Aufgrund der anhaltenden Inflation stellen auch Gesundheitsunternehmen ein verändertes Kaufverhalten ihrer Kundschaft fest und verzeichnen damit einhergehende Umsatzeinbußen. Der Bundesverband der Pharmazeutischen Industrie e.V. hat in Zusammenarbeit mit dem Gesundheitsnetzwerk Loge8 eine dreistrangige Befragung durchgeführt und zeichnet ein Stimmungsbild für Endverbraucher, Apotheken und OTC-Hersteller.

Die OTC-Branche erhoffte sich mit dem Ende pandemiebedingter Schutzmaßnahmen im vergangenen Jahr endlich wieder eine Markterholung. Die Coronakrisenjahre führten bei zahlreichen Herstellern von Arzneimitteln der Selbstmedikation zu erheblichen Absatz- und Umsatzeinbrüchen. Doch nach drei schweren Jahren hat sich der OTC-Markt in Deutschland wieder erholt und befindet sich auf einem Vor-Pandemie-Niveau. Das zeigen die BPI OTC-Daten 2023. Der Absatz mit Arzneimitteln für die Selbstmedikation stieg 2022 im Vergleich zum Vorjahr um zwölf Prozent auf knapp eine Milliarde Packungen an. Der Umsatz wuchs um knapp zehn Prozent auf 10,5 Milliarden Euro.

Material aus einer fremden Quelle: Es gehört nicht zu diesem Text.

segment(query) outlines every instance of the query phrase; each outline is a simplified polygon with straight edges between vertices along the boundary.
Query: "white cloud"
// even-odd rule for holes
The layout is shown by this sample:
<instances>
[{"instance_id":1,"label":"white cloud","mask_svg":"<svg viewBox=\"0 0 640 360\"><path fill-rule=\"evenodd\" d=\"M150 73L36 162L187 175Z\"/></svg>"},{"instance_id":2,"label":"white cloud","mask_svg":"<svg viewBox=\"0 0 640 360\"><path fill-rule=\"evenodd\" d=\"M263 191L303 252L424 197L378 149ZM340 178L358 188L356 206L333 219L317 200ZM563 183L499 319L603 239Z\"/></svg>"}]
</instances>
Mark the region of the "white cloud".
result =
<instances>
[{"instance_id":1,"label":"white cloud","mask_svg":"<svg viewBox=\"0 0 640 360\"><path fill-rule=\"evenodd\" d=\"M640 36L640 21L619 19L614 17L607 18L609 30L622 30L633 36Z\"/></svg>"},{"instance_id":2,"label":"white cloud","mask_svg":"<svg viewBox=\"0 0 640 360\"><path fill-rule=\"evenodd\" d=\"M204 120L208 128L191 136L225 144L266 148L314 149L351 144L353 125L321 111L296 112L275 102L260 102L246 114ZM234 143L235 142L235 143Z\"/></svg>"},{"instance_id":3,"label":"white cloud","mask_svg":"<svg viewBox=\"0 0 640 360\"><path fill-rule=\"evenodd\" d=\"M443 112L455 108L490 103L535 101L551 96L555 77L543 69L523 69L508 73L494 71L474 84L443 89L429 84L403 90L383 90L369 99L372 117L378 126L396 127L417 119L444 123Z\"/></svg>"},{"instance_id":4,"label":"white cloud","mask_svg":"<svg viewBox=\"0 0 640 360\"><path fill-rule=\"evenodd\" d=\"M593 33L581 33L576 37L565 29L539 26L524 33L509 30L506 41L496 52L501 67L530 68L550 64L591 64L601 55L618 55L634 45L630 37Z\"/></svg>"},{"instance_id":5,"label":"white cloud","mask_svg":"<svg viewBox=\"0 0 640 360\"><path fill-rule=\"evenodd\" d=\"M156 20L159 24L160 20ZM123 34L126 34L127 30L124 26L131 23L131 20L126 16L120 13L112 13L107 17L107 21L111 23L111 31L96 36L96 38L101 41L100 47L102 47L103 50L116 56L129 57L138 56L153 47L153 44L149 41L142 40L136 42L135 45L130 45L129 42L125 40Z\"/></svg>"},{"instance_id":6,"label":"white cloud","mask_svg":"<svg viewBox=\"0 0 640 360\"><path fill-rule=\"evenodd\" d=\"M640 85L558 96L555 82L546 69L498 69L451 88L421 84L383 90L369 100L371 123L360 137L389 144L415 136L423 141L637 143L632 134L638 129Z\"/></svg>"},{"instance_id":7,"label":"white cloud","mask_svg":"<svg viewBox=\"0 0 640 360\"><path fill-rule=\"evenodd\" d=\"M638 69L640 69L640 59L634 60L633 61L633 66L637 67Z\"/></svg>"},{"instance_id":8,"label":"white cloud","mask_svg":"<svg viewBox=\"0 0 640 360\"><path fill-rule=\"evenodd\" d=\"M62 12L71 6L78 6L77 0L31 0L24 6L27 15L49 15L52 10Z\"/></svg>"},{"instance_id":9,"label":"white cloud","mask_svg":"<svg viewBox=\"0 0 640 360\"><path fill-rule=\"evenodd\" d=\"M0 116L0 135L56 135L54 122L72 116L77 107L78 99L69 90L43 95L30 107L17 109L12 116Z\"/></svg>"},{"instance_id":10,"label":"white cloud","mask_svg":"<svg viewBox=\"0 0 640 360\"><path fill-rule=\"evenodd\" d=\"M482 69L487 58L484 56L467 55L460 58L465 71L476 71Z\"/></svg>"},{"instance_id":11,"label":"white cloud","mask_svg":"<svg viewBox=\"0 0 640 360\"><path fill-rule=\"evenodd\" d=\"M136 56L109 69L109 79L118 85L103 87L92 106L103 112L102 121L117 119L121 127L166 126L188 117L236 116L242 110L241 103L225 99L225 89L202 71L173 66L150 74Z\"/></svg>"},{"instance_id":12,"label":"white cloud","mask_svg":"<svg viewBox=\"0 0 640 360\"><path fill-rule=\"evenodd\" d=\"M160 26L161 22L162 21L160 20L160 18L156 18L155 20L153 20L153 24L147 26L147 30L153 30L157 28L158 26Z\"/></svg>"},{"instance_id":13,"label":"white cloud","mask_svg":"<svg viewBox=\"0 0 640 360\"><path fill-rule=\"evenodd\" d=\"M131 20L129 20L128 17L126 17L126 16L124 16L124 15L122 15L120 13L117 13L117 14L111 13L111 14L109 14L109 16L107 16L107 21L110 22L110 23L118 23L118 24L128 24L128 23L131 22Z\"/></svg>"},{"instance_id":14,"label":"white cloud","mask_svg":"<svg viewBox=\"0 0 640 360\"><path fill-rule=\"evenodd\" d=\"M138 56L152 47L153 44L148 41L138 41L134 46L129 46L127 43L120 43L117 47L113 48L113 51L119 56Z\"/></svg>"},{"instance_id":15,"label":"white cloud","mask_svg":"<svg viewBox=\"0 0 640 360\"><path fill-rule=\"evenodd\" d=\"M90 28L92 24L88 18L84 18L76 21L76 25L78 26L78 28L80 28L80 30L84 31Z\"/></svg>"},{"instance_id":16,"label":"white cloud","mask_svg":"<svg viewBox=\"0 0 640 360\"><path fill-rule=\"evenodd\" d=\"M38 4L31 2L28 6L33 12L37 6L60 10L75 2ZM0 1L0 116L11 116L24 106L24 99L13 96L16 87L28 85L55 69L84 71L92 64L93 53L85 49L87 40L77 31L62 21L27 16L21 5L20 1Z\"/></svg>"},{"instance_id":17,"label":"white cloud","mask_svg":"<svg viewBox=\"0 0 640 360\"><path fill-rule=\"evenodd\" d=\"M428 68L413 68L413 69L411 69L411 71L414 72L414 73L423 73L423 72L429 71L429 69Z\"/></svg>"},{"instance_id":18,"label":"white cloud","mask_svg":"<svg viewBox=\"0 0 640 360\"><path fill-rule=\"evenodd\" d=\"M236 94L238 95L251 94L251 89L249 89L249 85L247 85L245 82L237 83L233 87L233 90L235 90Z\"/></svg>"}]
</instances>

Anhaltend erlebt Deutschland jedoch seit Beginn des Ukraine-Kriegs Anfang 2022 eine Inflation in besonderem Ausmaß. In zahlreichen Branchen stellen Unternehmen ein verändertes Kaufverhalten ihrer Kundschaft fest und verzeichnen damit einhergehende Umsatzeinbußen. Auch im Gesundheitsmarkt sind Veränderungen zu beobachten. Doch inwieweit hat sich das OTC-Käuferverhalten durch die gestiegene Inflation verändert? Mit dieser Fragestellung beschäftigt sich seit Herbst 2022 der Bundesverband der Pharmazeutischen Industrie (BPI) in Zusammenarbeit mit dem Gesundheitsnetzwerk Loge8.

Gemeinsam entstand die Idee einer dreistrangigen Befragung in zwei Wellen (1. Welle: 4. Quartal 2022/Anfang 1. Quartal 2023; 2. Welle: 2. Quartal 2023), in die sowohl Endverbraucher, Apotheken als auch OTC-Hersteller einbezogen wurden.


Vor-Ort-Apotheke ist bevorzugter OTC-Einkaufsort

Kernfrage der Verbraucherumfrage über die xeomed-Plattformen war: „Hat sich Ihr Kaufverhalten für nicht-verschreibungspflichtige Arzneimittel aufgrund der Inflation geändert beziehungsweise werden Sie es ändern?“. Hier gab es in der ersten Welle der Erhebung ein klares Votum der Verbraucher: 59 Prozent sagten „Nein“ (siehe Abb.1). Sie haben und werden ihr Kaufverhalten nicht verändern. 21 Prozent der Befragten konnten die Frage nicht klar beantworten und waren sich unsicher. 20 Prozent der Befragten hingegen gaben an, ihr Einkaufsverhalten inflationsbedingt geändert zu haben. Letztere kaufen entweder weniger OTC-Arzneimittel ein (54 Prozent), kaufen günstiger (39 Prozent) oder kaufen mittlerweile woanders als vorher (4 Prozent).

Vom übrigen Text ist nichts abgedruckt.